SIP-opname configureren
Deze sectie beschrijft de procedure voor het inschakelen van SIP-opname en de routeringsconfiguratie daarvan.
-
Klik in het menu op SIGNALERING EN MEDIA.
-
Vouw SIP-OPNAME uit en selecteer Instellingen SIP-opname.
-
Ga naar Algemeen, open de vervolgkeuzelijst Metadata-indeling SIP-opname en selecteer de optie Legacy of RFC 7865 in het veld Metadata.
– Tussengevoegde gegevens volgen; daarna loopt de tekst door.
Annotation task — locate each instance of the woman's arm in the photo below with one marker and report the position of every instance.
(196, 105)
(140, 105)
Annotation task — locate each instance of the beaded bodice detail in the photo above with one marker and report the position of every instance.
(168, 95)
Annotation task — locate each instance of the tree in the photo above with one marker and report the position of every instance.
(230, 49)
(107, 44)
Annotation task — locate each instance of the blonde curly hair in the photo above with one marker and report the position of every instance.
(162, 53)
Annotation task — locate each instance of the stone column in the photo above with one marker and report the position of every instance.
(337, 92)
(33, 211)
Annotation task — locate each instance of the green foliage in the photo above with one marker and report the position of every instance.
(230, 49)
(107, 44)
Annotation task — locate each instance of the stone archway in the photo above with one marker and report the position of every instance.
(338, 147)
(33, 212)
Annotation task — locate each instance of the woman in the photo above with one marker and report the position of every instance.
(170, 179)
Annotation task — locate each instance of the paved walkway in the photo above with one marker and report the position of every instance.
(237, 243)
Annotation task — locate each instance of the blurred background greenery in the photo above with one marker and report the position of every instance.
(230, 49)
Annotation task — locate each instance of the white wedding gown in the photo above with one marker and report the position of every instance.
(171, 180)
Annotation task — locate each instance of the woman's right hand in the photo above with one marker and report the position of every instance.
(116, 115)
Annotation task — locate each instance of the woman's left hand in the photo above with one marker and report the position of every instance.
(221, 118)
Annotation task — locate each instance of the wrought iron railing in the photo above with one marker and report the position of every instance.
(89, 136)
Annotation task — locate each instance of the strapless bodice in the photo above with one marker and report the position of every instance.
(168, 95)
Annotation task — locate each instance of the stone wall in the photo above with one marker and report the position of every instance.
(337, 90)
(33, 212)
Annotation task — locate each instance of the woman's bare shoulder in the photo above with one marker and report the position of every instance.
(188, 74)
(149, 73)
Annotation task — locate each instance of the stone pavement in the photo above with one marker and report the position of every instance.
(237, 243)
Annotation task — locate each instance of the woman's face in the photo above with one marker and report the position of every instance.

Real-Time Third Party Telephony Recording (Multi-ACD) ondersteunt beide opties. Configureer volgens uw voorkeuren.
-
Klik op TOEPASSEN.
-
Ga naar SIP-OPNAME en selecteer SIP-opnameregels.
-
Ga naar SIP-opnameregels en klik op Nieuw.
-
Ga in het venster SIP-opnameregels naar ALGEMEEN en doe het volgende:
-
Selecteer in de lijst Opgenomen IP-groep de groeps-ID van de agentzijde.
-
Voer in het veld Patroon opgenomen bron het voorvoegsel in van de bron die u wilt opnemen.
-
Voer in het veld Patroon opgenomen bestemming het voorvoegsel in van de bestemming die u wilt opnemen.
-
Selecteer in de lijst Peer-IP-groep de groeps-ID van de serviceproviderzijde.
-
Selecteer in de lijst Beller de optie Beide.
-
-
Ga naar OPNAMESERVER en doe het volgende:
-
Selecteer in de lijst IP-groep opnameserver (SRS) de eerder gemaakte IP-groep voor de recorder. Zie De IP-groep configureren.
-
-
Klik op TOEPASSEN.
-
Er wordt een nieuwe rij toegevoegd in de sectie Routering SIP-opname.
-
Klik op Opslaan om alle nieuwe informatie op te slaan.